How to modify a neural network gradually without changing its input-output functionality.

Christopher DiMattina1, Kechen Zhang

  • 1Department of Neuroscience, Johns Hopkins University School of Medicine, Baltimore, MD 21205, USA. chris_dimattina@yahoo.com

Neural Computation
|October 22, 2009
PubMed
Summary
This summary is machine-generated.

Structurally different neural networks can perform identically under specific conditions.
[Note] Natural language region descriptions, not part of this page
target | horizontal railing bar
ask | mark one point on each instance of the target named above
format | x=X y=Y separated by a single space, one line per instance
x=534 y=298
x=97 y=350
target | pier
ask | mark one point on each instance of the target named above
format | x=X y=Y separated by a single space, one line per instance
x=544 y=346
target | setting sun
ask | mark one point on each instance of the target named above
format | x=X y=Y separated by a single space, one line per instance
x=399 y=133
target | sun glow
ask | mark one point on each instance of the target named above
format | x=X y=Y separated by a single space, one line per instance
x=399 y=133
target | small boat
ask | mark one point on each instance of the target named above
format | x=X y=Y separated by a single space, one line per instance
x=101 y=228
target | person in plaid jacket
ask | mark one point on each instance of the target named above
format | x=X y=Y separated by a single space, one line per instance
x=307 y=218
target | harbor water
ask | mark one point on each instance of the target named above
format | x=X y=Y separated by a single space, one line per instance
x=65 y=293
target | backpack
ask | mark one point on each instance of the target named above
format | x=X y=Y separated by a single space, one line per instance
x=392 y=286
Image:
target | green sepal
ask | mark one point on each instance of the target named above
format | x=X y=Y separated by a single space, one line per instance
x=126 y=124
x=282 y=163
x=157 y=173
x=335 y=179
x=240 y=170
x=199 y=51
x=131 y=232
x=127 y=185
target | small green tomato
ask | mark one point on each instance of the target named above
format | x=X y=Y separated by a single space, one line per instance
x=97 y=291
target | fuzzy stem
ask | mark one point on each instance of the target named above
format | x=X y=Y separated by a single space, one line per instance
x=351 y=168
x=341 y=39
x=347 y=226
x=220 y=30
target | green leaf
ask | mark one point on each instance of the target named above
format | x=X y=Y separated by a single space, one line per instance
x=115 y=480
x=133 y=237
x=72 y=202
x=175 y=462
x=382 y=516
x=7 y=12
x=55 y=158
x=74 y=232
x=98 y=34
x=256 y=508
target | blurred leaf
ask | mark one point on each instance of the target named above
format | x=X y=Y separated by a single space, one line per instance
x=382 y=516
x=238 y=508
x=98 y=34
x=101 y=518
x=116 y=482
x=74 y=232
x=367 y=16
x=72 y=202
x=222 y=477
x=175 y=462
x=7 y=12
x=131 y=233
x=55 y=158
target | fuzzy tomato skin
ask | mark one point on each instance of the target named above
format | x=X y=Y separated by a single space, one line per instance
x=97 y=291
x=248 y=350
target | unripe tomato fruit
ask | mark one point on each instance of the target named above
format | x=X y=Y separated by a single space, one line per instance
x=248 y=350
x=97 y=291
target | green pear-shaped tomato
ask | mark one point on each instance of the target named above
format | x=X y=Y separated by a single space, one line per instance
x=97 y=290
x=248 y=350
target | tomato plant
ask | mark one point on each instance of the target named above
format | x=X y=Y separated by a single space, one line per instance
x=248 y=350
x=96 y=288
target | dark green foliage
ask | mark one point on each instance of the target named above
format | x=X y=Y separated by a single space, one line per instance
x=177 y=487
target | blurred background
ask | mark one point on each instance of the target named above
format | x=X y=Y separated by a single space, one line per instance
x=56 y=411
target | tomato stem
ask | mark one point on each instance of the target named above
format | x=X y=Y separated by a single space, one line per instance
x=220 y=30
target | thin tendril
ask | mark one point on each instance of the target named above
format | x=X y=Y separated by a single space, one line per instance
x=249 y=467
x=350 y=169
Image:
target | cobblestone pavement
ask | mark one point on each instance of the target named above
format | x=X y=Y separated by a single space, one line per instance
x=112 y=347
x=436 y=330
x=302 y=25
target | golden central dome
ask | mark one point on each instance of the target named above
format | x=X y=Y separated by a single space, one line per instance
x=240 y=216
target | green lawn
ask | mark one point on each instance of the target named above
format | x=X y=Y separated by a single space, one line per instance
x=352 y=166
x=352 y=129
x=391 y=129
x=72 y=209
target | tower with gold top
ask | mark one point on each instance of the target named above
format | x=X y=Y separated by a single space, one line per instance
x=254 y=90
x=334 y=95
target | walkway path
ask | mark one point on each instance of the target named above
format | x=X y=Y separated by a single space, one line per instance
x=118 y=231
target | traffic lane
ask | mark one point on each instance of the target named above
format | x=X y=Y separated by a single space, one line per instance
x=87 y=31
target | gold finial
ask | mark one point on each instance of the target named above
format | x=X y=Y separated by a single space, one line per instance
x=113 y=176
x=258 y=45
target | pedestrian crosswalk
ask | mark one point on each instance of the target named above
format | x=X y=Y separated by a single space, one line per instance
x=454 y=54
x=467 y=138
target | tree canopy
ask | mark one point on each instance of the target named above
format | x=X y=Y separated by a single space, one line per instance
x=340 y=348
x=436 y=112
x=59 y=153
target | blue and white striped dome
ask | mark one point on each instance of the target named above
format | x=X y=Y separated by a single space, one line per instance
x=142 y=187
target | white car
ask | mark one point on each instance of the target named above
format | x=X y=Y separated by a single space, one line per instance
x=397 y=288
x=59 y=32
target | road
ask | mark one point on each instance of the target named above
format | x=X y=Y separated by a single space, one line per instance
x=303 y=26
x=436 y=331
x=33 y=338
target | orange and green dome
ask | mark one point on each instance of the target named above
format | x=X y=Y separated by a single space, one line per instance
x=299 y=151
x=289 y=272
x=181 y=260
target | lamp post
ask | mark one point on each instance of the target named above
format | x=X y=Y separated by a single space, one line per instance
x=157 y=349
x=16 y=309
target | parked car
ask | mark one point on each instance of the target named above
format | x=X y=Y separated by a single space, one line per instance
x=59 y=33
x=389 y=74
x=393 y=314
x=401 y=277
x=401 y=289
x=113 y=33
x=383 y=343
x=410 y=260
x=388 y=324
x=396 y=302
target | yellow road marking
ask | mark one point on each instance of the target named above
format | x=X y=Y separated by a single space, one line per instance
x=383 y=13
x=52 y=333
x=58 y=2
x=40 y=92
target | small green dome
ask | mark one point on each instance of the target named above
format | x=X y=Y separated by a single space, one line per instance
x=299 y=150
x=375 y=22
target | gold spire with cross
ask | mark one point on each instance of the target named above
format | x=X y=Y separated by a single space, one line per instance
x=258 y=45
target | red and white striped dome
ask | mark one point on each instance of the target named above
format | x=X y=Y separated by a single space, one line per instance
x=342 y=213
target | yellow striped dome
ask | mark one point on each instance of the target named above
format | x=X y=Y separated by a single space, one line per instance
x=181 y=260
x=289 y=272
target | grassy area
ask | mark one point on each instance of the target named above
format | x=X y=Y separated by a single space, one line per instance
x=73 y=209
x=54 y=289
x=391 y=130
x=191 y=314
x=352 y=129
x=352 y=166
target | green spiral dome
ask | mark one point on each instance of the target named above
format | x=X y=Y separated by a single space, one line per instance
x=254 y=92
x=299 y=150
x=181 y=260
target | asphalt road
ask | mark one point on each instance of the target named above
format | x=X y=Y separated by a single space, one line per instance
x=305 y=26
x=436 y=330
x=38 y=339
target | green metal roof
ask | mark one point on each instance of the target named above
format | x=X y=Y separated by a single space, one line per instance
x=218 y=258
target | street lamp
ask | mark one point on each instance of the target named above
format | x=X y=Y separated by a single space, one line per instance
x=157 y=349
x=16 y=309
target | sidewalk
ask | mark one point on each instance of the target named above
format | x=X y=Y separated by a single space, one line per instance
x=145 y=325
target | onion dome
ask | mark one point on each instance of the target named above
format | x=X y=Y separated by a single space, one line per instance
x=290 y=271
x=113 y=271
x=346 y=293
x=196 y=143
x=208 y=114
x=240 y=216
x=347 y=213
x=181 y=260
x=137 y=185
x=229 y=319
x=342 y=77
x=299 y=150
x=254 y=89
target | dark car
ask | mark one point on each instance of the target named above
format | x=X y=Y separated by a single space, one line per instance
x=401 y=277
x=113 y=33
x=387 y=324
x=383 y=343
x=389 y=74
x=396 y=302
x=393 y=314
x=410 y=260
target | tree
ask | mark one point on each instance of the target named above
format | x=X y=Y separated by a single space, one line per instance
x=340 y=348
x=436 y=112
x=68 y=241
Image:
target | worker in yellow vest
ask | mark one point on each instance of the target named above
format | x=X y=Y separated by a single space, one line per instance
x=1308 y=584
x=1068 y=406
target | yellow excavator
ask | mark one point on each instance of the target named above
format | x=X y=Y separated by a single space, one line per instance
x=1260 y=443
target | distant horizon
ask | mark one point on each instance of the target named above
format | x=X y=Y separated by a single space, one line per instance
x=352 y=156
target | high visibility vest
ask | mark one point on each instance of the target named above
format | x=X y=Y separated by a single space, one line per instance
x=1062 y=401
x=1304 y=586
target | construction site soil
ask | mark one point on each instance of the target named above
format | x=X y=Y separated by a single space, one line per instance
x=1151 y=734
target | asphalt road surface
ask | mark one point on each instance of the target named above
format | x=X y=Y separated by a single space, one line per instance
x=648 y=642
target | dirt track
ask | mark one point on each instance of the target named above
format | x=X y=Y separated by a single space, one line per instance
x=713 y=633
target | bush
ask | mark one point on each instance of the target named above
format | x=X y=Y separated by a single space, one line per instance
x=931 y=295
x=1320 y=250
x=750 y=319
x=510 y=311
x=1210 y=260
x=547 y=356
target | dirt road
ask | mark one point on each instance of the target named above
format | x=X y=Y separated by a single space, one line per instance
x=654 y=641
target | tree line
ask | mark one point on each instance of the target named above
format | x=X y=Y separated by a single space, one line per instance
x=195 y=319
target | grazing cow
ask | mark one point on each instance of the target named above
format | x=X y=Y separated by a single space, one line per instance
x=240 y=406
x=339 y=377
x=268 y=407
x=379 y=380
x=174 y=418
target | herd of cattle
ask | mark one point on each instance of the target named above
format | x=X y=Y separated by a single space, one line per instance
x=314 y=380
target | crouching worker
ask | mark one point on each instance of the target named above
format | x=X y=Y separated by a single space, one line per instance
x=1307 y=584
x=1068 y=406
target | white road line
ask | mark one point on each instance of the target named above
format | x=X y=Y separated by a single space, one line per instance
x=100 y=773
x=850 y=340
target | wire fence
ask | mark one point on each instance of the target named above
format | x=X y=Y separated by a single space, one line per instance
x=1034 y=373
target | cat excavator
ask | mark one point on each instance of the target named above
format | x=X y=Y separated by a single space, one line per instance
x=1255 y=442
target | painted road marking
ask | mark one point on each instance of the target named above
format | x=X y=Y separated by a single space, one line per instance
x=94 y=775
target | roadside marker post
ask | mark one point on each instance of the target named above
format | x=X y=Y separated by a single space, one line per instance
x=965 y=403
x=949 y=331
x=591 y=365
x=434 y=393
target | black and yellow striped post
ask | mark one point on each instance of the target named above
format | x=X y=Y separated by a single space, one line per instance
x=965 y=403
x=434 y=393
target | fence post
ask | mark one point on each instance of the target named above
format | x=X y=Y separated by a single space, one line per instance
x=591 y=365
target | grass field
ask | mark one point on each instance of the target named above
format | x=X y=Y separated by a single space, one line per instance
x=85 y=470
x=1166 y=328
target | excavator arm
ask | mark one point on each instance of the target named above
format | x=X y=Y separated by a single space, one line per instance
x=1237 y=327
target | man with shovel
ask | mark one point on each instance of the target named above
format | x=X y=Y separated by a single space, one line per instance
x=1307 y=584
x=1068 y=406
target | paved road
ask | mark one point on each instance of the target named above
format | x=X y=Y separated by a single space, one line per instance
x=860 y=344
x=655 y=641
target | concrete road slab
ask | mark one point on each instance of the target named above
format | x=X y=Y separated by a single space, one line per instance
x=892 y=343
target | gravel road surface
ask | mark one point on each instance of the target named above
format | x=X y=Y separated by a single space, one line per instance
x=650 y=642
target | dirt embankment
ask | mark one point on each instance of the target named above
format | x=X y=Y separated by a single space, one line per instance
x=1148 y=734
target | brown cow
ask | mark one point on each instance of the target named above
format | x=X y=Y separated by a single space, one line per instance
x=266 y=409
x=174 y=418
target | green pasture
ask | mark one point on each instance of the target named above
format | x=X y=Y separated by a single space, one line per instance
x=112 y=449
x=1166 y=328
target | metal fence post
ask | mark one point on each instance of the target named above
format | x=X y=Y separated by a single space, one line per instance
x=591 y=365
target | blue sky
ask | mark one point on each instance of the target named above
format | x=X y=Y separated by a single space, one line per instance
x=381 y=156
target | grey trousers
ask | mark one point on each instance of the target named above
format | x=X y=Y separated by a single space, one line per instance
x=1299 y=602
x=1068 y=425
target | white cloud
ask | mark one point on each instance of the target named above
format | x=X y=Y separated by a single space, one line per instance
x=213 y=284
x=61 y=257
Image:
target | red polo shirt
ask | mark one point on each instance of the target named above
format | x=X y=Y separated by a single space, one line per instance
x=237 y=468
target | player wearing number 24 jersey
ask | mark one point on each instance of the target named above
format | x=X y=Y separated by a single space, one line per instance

This finding impacts understanding neural circuit development and limits inferring network structure from data.

Related Experiment Videos

Area of Science:

  • Computational neuroscience
  • Theoretical neuroscience
  • Neural network modeling

Background:

  • Understanding functional equivalence in neural networks is crucial for deciphering neural circuit development and maintenance.
  • Inferring precise neural network structures from stimulus-response data is challenging due to potential functional equivalences.

Purpose of the Study:

  • To determine the conditions under which distinct neural networks with varying parameters exhibit identical input-output transformations.
  • To develop a method for assessing the gradual perturbation of neural network structures while maintaining functionality.

Main Methods:

  • Introduction of a biologically inspired mathematical framework to analyze neural network functional equivalence.
  • Analysis of three-layer neural networks with convergent and nondegenerate connection weights.

Main Results:

  • Functional equivalence is preserved only when hidden unit gains are power, exponential, or logarithmic functions.
  • Numerical simulations indicate that this equivalence can approximate even with other gain functions under noisy, finite data conditions.

Conclusions:

  • The identified gain functions provide theoretical constraints for the development and maintenance of functionally equivalent neural circuits.
  • The findings offer insights into parameter variability in neural network modeling and improve the interpretation of stimulus-response measurements.